De fait, en construisant une nouvelle flèche, Johannes Hültz fut bien plus inventif avec la structure actuelle en pyramide, chaque élément formant le baldaquin de l’élément supérieur, avec huit petits escaliers en vis convergeant vers le lanternon sommital. Ces escaliers constituent la grande originalité apportée par l’architecte, s’accordent à reconnaître les spécialistes. Et ainsi, Johannes Hültz réussit sa mission de faire de la cathédrale de Strasbourg l’édifice le plus haut de la chrétienté médiévale avec ses 142 mètres, ce qui resta valable jusqu’au XIXe siècle.

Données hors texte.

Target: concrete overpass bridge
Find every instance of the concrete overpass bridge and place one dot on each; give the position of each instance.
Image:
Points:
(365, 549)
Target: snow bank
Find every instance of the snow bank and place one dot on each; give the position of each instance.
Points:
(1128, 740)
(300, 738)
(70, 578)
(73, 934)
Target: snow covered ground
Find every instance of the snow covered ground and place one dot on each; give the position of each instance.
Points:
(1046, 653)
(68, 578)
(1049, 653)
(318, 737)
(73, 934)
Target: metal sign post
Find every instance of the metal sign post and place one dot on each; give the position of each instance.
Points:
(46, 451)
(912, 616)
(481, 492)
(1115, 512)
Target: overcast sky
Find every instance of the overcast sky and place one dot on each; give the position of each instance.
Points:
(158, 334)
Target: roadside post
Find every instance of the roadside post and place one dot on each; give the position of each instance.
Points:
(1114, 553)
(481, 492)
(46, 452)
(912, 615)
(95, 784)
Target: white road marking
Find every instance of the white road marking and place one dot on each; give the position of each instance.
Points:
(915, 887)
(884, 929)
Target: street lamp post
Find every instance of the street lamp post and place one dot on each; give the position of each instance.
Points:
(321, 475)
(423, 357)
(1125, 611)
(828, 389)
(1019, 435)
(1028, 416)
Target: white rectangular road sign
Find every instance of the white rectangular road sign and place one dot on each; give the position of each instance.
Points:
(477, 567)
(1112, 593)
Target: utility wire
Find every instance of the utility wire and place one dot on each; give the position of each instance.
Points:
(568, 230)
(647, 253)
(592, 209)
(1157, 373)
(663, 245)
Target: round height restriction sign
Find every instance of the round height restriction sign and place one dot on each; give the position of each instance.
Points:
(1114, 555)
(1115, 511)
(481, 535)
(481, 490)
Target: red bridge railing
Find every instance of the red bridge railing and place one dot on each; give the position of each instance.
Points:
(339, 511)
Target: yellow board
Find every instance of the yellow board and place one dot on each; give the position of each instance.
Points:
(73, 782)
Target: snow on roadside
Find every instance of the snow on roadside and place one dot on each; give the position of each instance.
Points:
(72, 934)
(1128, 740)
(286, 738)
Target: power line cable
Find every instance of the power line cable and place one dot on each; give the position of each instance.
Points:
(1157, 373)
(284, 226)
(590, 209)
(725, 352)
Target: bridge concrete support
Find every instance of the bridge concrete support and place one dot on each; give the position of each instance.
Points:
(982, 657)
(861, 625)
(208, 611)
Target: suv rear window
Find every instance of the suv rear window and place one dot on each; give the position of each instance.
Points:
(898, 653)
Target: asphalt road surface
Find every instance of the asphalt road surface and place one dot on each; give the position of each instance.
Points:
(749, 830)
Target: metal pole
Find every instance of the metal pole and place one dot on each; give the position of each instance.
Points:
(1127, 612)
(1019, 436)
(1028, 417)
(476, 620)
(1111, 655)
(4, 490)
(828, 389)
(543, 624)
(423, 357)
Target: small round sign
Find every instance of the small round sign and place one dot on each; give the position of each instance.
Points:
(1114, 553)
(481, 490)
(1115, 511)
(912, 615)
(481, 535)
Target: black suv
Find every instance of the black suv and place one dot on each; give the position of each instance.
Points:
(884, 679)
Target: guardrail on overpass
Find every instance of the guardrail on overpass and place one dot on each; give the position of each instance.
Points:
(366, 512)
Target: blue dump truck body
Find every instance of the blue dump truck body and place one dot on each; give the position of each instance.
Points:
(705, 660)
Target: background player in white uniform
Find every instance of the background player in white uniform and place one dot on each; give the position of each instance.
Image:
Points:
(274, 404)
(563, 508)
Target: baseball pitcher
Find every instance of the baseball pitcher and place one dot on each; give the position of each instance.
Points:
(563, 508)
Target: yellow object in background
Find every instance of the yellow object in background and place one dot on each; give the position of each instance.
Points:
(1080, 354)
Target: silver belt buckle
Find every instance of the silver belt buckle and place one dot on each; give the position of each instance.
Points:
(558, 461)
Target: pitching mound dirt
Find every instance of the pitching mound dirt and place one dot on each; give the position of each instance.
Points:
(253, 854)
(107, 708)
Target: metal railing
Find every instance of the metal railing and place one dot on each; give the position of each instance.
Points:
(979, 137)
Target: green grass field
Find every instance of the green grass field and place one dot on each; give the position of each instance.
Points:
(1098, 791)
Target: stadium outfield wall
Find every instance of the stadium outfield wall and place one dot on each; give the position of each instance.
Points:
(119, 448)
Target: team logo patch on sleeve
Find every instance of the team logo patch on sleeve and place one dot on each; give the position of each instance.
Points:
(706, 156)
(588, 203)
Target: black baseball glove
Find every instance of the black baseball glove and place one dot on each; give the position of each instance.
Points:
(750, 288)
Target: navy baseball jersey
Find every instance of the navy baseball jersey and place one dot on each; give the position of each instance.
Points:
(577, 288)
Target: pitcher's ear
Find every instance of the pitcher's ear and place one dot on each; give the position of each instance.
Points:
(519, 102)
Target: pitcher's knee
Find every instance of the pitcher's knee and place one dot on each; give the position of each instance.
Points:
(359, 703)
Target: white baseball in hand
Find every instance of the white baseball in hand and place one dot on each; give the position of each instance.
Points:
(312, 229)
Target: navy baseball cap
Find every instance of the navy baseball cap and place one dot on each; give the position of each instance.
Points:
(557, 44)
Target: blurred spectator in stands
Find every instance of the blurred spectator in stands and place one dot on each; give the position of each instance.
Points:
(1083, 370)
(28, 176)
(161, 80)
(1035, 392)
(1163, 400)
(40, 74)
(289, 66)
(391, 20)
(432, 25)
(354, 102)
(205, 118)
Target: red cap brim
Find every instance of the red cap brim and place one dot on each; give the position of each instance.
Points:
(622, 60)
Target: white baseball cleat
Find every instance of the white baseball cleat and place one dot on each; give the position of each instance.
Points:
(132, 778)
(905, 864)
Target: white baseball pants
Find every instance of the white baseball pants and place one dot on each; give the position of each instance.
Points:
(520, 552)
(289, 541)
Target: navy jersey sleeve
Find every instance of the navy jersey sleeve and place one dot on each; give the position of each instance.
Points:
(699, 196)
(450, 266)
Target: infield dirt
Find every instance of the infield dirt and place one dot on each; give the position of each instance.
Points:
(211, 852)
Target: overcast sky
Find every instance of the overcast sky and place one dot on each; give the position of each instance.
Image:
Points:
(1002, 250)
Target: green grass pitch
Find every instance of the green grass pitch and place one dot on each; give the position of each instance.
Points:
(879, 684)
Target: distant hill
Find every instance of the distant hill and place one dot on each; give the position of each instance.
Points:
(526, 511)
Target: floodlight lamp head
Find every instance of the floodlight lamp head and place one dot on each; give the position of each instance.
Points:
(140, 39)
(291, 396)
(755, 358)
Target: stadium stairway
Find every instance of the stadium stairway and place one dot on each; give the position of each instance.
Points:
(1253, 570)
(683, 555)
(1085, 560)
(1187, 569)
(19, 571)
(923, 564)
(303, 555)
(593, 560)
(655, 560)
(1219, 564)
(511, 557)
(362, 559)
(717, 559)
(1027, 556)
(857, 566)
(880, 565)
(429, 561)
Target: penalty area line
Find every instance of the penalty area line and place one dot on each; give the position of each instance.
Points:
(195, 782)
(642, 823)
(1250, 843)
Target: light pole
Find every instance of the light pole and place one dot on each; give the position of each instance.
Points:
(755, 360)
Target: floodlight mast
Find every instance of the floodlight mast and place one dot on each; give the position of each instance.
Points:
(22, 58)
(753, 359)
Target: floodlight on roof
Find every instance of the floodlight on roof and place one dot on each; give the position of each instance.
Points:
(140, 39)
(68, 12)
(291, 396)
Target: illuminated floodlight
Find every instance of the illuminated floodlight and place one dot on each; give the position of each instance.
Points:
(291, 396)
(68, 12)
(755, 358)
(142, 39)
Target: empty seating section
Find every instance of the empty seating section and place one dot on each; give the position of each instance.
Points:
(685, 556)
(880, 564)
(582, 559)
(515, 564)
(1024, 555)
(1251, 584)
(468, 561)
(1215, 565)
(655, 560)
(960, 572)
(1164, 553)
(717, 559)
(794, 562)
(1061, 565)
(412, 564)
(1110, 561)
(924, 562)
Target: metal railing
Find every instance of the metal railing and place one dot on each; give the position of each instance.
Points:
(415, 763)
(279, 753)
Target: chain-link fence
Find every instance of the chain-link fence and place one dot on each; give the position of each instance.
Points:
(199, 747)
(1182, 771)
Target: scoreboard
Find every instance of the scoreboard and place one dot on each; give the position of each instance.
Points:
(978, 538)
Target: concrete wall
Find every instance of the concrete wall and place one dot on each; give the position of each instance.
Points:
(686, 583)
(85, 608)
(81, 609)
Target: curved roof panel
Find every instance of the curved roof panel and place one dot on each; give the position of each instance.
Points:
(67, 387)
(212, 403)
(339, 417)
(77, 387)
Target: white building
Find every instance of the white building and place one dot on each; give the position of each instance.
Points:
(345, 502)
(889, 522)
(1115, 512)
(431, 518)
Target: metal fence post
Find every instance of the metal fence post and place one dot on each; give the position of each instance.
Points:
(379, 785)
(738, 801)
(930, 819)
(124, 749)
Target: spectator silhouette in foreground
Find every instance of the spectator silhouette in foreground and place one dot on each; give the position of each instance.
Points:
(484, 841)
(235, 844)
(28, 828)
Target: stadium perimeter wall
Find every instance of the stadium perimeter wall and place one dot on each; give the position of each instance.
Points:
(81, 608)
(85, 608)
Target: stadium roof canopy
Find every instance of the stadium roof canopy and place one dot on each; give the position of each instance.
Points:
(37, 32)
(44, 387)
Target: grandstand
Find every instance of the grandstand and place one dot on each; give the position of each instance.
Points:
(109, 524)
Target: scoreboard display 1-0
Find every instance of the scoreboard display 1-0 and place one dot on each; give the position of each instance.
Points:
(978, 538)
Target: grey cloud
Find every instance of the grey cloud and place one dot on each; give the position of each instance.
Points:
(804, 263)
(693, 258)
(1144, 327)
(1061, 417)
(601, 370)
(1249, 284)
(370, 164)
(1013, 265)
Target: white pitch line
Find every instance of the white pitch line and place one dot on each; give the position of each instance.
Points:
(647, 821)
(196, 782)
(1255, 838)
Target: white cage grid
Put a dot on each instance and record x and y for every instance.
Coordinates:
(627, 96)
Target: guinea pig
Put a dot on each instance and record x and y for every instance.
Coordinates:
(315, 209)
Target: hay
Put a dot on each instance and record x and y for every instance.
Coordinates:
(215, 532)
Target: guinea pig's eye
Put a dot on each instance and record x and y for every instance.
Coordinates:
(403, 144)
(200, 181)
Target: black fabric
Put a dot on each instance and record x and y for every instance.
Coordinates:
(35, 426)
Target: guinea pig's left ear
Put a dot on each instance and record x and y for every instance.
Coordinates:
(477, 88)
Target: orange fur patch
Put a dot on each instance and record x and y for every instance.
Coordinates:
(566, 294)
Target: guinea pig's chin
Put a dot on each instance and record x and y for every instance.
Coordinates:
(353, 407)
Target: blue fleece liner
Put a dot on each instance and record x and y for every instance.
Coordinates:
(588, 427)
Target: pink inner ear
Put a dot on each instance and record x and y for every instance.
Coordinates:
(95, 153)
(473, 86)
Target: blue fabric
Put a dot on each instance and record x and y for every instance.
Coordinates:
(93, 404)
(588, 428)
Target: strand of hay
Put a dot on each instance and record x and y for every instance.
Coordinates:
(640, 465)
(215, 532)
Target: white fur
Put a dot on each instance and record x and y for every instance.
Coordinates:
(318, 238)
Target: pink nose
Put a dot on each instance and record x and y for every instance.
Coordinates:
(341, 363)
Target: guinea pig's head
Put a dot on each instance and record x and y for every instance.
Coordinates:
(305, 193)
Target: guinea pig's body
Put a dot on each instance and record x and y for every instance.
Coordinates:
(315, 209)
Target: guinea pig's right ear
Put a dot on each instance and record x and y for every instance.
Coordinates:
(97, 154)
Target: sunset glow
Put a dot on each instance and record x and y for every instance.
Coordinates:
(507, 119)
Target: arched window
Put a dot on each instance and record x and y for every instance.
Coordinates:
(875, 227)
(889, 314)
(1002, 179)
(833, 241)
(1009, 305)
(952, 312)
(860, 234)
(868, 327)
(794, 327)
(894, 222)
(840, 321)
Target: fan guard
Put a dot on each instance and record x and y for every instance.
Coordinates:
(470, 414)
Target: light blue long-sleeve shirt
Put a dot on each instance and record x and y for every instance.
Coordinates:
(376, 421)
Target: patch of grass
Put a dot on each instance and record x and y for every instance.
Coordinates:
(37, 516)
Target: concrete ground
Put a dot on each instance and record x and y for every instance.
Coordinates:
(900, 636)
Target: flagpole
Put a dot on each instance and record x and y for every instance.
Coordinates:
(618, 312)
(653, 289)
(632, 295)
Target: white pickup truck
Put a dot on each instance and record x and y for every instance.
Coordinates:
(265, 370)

[LIRE AUSSI : Musée Lalique : le célèbre musée Alsacien rouvre enfin ses portes avec de jolies nouveautés ]

Une deuxième flèche ?

Le visiteur sera forcément surpris en allant découvrir ce dessin dans la salle de conservation du musée car il y verra…deux dessins de flèches. Ni l’une ni l’autre n’ayant jamais été réalisées ! Le deuxième dessin est signé de Hans Hammer, en 1490, le successeur de Johannes Hültz. Celui-ci représente une autre version de flèche, alors se pose la question : puisque la cathédrale était terminée, sa flèche aussi, pourquoi avoir dessiné encore une flèche ? On peut supposer qu’il s’agissait de la deuxième flèche de la cathédrale, côté sud. En réalité, les travaux de cette deuxième flèche ont bien démarré sur quelques mètres de hauteur, mais le chantier a été stoppé. Pourquoi ? Encore une question sans réponse. Peut-être parce que la course à l’édifice le plus virtuose s’est calmée, peut-être les finances ont-elles manqué…

Lucie Michel

« Le dessin de la flèche de la cathédrale : présentation d’un trésor national », au musée de l’Œuvre Notre-Dame à Strasbourg, les samedis et dimanches de 14 h à 18 h jusqu’au 23 avril. Visites guidées les dimanches 19 mars, 2 et 16 avril à 11 h. Atelier famille mardi 18 avril à 14 h 30 (Une deuxième flèche ?). Tarif : 7,50 €.